Sometime later, I wake with a start. The room is still dark, but outside the clearing sky has turned a lighter shade of gray. From the street below comes the sound of a truck engine, the banging of supplies being loaded onto a cart.
Above me, Sebastian shifts. I look up, expecting to find him still asleep. But his eyes are wide and alert. “Hey,” he says.
“Hey,” I manage, pulling away as the feelings from last night surge back up within me.
He reaches out to touch the spot where I hit the back of my head. “How are you feeling?”
The ache is nearly gone, dulled to a mere pinch. “Much better. How long was I out?” I rub the nape of my neck, which has grown stiff from sleeping at an angle. Beneath my hair, my fingers brush against Sebastian’s. He does not pull away.
“Just a few hours. I’ve been keeping an eye on you to make sure you’re all right.” His face is expressionless, but there is a deeper tone, a protectiveness to his voice that I do not recognize.
“I think…” My voice catches. Staring into his eyes, I am unable to speak. Suddenly I do not care about Sophie or Chris or the fact that Sebastian and I work together. I lean over, brushing my mouth against his. For a second, he hesitates. Then he kisses me back softly at first, the intensity growing. He pulls me gently across the futon to him until I am half lying across, half straddling his chest. There is no hesitation, no more questions left to be asked. He reaches beneath my shirt, drawing me close.
Between us there is a vibrating sensation. “You should…” I begin to mumble, my mouth still pressed against his. But he pulls the phone from his pocket and throws it so that it skids across the floor unanswered. A second later, my phone begins to ring beside the mattress. Reluctantly, I pull away. A n
umber I do not recognize flashes across the screen. “It could be Duncan,” I whisper as I open the phone, shushing his groan with my hand. He slips one of my fingers into his mouth and begins to suck. “Jordan Weiss,” I manage, feeling my insides melt.
“Ms. Weiss, this is the Accident and Emergency Department at the University College Hospital. Your friend Sarah Sunderson asked us to call. She has been admitted to the Acute Admissions Unit.”
I pull my hand away, alarm rising in me. “Is it serious?” Sebastian shoots me a quizzical look.
“It is, I’m afraid. Please come here immediately.”
chapter SEVENTEEN
SEBASTIAN FOLLOWS ME as I take the front stairs to the building two at a time. On the still-damp sidewalk, I stop, looking desperately in both directions. “You’ll never get a cab around here at this hour,” he says, taking my elbow and guiding me gently to a black Vespa parked beneath an overhang by the side of the building. As he wipes off the seat, I start to tell him that it isn’t necessary for him to come with me. Then looking both ways down the deserted street, I realize that he is right. He hands me a helmet I didn’t see him pick up, then straddles the scooter. I put on the helmet and climb on behind him, forced close by the tiny seat. The bike lurches from the curb and I wrap my arms around his midsection quickly so as not to fall off. Inhaling his scent, I remember our kiss. What have I done? Chris, then Sebastian, in less than a day. And now something has happened to Sarah…it is as if some rapid-fire karma is rising up, punishing me for my misdeeds.

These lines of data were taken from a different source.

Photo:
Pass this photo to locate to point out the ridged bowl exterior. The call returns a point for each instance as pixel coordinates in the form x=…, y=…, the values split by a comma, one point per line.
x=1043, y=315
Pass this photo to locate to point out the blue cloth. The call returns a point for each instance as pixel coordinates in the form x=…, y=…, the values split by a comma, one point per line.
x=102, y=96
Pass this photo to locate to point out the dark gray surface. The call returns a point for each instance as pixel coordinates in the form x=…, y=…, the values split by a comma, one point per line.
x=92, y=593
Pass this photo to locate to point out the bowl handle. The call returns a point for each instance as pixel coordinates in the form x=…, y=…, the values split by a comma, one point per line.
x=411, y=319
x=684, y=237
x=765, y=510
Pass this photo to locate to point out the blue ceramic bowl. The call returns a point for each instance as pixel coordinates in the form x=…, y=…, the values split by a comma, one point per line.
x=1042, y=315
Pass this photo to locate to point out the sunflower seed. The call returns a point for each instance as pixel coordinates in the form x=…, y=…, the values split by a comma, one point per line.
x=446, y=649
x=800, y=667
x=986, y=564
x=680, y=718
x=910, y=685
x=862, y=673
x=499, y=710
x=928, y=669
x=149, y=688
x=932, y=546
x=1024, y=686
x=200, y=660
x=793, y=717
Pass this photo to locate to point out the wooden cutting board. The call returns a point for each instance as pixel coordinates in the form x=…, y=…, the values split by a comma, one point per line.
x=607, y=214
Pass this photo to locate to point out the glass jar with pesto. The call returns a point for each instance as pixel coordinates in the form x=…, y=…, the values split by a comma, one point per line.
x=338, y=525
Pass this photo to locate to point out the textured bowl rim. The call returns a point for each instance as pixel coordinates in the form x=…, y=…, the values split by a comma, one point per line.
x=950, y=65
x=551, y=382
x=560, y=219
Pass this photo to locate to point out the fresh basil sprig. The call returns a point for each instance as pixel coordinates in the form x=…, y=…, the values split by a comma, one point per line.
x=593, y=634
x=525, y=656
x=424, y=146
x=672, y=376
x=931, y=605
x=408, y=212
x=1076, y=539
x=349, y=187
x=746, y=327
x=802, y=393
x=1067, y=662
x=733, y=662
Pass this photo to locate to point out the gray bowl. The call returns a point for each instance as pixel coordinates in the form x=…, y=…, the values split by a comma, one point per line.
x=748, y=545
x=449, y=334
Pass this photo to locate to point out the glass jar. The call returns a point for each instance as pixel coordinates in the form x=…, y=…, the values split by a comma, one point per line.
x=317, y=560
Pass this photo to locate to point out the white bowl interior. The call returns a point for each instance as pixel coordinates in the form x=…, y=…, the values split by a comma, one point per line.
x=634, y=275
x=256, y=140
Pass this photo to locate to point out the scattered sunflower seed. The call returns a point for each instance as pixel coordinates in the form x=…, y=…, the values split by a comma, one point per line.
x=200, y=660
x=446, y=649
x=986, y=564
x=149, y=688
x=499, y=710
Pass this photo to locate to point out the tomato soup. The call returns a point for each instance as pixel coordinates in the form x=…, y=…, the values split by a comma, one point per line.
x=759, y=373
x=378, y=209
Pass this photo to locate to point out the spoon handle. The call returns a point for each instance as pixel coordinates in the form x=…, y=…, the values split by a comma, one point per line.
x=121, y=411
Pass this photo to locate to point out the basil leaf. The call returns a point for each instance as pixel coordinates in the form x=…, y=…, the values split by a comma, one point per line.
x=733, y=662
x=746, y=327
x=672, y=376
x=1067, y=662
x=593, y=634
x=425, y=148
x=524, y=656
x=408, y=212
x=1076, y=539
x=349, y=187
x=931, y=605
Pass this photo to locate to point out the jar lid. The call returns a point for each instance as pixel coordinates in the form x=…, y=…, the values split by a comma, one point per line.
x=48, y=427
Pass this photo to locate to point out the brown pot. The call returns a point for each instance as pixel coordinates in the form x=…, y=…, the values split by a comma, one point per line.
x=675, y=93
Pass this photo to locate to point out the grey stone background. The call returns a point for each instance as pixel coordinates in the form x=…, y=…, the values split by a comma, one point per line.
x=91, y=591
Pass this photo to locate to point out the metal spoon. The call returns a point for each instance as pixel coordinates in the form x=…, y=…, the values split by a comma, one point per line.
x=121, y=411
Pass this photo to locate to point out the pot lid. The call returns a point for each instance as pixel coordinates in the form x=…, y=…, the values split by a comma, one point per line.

What happened to Sarah? She seemed fine the last time I saw her. But I remember finding her on the floor when I arrived. Did she fall again, manage to injure herself? “She’s going to be fine,” Sebastian calls over his shoulder, seeming to read my thoughts. We weave in and out of traffic, barely stopping for lights. I look over my shoulder, praying we are not stopped by the police.